Se oggi parliamo di élite (in quanto casta) e di popolo (in quanto massa manipolabile/catturabile mediaticamente), ciò non avviene dunque a caso. È l’effetto della nebbia gettata attorno in questi decenni, che ha condotto a comprendere nel modo peggiore quel che stava accadendo. Utilizzando, peraltro, un linguaggio che non è il nostro. Ancora D’Alema: “L’Italia è marginale [in Europa] per la rozzezza e la dequalificazione della sua classe dirigente”. Altro che élite, si chiama ‘classe dirigente’, come spiega D’Alema, si chiama classe politica, si chiamano governanti, si chiamano intellettuali: ecco i nomi da usare per capirci qualcosa, non ‘élite’.

Così scopriamo che il problema non è la presenza di una élite-casta cattiva contro il presunto popolo, ma la sua pochezza, la sua dequalificazione, che mette a repentaglio, per dire, il ruolo attivo dell’Italia in Europa. Una buona élite serve al Paese, il gioco non è quello di buttarla già dalla torre in quanto casta. E il popolo? Sempre D’Alema: “piglierei uno dei pochi capi operai della sinistra, Maurizio Landini, e gli farei fare un seminario di una settimana per spiegare come si parla agli operai, il 50 per cento dei quali ha votato Lega”. ‘Operai’, non genericamente o nebbiosamente ‘popolo’. Soggetto, non categoria amorfa.
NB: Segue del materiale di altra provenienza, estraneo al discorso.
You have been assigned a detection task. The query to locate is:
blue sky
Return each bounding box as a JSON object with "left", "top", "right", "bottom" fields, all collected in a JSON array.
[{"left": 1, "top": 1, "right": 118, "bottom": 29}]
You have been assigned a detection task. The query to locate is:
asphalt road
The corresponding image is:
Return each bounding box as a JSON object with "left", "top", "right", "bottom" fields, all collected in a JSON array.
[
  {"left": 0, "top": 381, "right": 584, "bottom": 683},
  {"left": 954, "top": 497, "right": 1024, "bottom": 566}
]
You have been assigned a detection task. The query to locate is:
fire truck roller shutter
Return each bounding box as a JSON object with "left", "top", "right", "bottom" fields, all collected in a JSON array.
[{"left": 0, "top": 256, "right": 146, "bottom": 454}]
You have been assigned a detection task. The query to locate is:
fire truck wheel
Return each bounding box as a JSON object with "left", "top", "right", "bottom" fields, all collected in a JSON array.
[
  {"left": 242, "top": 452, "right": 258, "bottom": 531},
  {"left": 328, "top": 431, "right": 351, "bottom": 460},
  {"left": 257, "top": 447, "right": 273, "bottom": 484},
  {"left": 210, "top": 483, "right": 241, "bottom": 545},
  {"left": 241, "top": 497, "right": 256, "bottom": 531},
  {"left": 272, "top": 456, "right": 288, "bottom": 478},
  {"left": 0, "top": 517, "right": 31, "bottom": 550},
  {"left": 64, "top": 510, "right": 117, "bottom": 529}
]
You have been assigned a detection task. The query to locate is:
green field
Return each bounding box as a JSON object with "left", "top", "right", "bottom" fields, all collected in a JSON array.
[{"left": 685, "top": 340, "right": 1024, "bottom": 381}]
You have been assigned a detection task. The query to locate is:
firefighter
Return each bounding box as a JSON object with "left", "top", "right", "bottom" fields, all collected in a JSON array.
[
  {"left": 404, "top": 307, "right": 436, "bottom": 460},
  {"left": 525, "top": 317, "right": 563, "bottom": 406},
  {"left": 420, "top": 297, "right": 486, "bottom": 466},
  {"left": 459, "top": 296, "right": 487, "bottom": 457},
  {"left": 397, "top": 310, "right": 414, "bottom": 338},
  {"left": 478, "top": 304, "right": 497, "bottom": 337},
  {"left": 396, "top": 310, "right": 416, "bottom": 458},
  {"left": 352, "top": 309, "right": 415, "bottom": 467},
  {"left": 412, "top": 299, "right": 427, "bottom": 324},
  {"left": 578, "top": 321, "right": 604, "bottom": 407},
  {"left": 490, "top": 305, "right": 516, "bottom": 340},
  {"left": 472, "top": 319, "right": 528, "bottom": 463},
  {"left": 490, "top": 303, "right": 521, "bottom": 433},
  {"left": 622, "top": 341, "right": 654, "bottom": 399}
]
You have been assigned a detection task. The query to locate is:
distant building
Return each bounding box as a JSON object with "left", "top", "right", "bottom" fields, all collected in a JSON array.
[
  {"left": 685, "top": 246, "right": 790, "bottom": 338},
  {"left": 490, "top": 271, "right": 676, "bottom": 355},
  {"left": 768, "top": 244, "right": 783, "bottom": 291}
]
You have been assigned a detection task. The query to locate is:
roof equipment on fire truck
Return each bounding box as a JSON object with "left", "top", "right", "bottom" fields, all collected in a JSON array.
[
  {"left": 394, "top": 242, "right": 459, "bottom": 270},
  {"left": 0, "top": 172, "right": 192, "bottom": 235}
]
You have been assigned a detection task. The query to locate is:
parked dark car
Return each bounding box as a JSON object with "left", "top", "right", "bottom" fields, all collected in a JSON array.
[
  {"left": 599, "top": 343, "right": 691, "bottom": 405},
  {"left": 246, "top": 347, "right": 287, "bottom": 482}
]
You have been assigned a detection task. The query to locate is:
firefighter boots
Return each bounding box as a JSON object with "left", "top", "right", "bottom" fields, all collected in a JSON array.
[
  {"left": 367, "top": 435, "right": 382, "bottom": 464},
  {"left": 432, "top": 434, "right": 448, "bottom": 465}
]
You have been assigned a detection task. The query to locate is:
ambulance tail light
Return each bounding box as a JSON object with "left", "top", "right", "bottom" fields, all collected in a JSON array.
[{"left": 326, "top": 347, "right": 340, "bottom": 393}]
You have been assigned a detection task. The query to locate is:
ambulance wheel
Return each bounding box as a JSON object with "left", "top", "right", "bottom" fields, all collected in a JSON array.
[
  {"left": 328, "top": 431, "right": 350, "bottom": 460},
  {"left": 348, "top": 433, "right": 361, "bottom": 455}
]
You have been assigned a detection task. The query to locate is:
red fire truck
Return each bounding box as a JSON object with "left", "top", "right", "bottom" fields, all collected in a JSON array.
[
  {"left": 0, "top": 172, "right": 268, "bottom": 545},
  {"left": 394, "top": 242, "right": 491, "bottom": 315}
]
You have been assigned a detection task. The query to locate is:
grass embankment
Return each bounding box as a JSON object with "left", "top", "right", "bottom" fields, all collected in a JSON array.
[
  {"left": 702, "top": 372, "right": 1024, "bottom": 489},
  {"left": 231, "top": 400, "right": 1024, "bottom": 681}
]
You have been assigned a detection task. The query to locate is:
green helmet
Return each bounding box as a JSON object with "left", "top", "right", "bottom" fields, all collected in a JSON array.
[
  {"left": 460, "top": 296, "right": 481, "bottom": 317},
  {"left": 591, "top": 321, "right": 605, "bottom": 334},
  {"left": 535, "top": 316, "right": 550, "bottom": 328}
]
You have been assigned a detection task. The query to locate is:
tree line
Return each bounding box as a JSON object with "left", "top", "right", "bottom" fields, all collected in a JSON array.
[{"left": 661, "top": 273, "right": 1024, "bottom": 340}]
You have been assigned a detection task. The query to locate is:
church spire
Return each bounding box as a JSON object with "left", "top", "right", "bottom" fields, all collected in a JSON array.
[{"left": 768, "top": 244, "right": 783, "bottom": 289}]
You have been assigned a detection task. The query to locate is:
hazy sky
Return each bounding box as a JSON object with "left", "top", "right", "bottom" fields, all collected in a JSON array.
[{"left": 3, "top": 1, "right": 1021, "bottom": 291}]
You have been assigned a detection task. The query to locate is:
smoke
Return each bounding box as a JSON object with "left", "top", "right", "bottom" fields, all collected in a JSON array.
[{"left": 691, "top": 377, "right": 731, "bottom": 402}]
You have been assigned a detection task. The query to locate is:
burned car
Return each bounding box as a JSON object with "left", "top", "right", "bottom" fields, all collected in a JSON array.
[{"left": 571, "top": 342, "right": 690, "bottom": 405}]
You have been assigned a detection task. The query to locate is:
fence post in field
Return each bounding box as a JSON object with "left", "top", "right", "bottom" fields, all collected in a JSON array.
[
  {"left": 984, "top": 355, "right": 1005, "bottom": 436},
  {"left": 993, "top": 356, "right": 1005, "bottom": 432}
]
È l’invocazione delle soggettività sociali, al posto delle passività populiste che infettano pure la sinistra. ‘Parlare e andare al popolo’ in stile populistico, diventa allora l’impegno ad apprendere la lingua dei soggetti, riaprire il dialogo, farsi capire, capire l’altro. “Elite vs Popolo” della destra, si riconverte in altre coppie: governanti-governati, dirigenti-diretti, intellettuali-soggetti sociali, classe dirigente-masse. ‘Rottamazione’ e ‘giovani contro vecchi’ ritorna a essere conflitto generazionale. Sono termini e paradigmi che appartengono alla nostra tradizione, che ci sono più familiari e che fotografano meglio lo stato dei fatti, rispetto alla nebbia diffusa da concetti-passepartout che, utilizzati ideologicamente, dicono tutto e non dicono nulla. E perciò intossicano il pensiero.